The economic case is compelling. HIV prevalence in South Africa stands at 7.2% of the adult population, translating to approximately 2.4 million people living with HIV. Gilead's anticipated pricing for lenacapavir globally ranges from $35,000-$42,000 annually—prohibitive for most sub-Saharan markets. Generic alternatives could reduce cost-of-treatment to $500-$1,200 per patient annually, fundamentally reshaping HIV programme economics across the region. For European investors, this signals a €1.2bn+ addressable market opportunity across Southern Africa alone within five years.

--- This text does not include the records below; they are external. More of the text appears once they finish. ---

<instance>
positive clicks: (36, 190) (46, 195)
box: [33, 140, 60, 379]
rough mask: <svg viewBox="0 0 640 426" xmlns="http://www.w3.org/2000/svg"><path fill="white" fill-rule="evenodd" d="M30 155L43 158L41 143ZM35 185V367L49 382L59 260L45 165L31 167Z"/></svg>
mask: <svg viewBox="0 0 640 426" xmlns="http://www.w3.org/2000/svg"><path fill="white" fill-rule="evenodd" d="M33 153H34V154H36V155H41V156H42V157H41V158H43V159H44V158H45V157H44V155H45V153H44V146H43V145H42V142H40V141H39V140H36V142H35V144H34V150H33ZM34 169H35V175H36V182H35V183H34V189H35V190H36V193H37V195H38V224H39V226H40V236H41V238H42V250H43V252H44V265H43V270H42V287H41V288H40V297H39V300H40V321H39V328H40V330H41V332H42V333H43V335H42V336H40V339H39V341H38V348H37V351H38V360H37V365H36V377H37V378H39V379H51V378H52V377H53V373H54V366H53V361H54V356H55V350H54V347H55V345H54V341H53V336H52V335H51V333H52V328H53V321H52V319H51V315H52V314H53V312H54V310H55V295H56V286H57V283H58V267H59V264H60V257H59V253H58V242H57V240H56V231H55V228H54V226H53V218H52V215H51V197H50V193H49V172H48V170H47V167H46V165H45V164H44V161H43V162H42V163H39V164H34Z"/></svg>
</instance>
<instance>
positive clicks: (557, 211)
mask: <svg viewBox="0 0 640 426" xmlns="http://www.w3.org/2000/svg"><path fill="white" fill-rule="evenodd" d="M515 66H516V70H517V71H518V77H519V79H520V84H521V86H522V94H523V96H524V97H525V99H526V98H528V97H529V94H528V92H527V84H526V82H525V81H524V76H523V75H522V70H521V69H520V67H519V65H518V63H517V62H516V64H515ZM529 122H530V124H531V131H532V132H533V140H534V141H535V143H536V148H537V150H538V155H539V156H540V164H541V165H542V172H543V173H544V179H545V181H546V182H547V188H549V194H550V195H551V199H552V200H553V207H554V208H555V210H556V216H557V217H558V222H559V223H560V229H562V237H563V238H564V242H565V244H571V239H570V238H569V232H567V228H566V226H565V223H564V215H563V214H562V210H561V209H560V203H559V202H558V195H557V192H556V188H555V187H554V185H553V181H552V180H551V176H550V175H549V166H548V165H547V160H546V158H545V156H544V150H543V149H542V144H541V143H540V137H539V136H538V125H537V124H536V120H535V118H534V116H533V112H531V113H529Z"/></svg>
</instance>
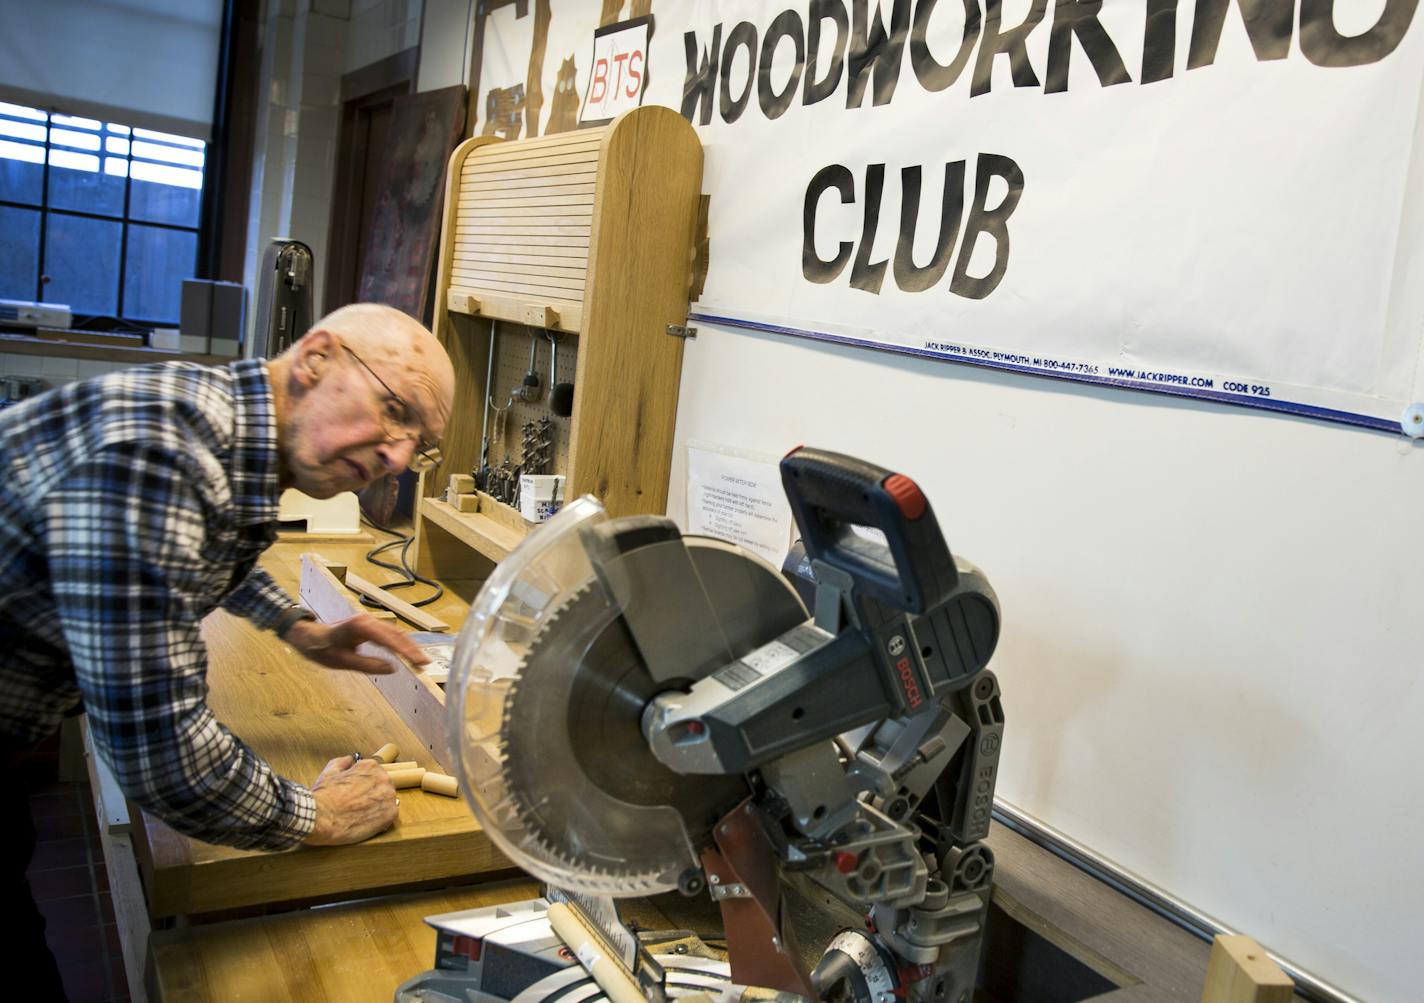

The strategic implications extend beyond HIV therapeutics. South Africa's pharmaceutical sector already dominates African generic production, accounting for roughly 40% of the continent's pharmaceutical manufacturing capacity. A successful compulsory licence for lenacapavir would establish regulatory precedent, potentially triggering similar licensing demands for oncology, diabetes, and cardiovascular drugs where European manufacturers hold key patents. This creates both opportunity and regulatory risk.

European pharmaceutical companies should view this development through three lenses. First, licensing partners: local South African manufacturers (Aspen Pharmacare, Cipla) will require technology transfer and quality assurance partnerships, creating acquisition or joint-venture entry points for European capital. Second, distribution networks: successful generic lenacapavir production requires sophisticated cold-chain logistics and hospital-level procurement systems—areas where European health-tech firms have competitive advantage. Third, regulatory arbitrage: investors should monitor how compulsory licensing decisions affect intellectual property frameworks across SADC member states, which collectively represent 370 million people.

The timeline matters. NAC is targeting manufacturing commencement within 18-24 months. European investors entering now can shape manufacturing partnerships, secure distribution rights, or develop complementary diagnostic and adherence-tracking technologies before market entry accelerates. However, Gilead's response remains unpredictable—the company has challenged similar licensing attempts in India and could initiate costly legal proceedings.

This represents a rare convergence: a regulatory shift aligned with humanitarian need, massive unmet market demand, and clear pathways for European capital deployment in pharmaceutical manufacturing, logistics, and health technology across Africa's largest economy.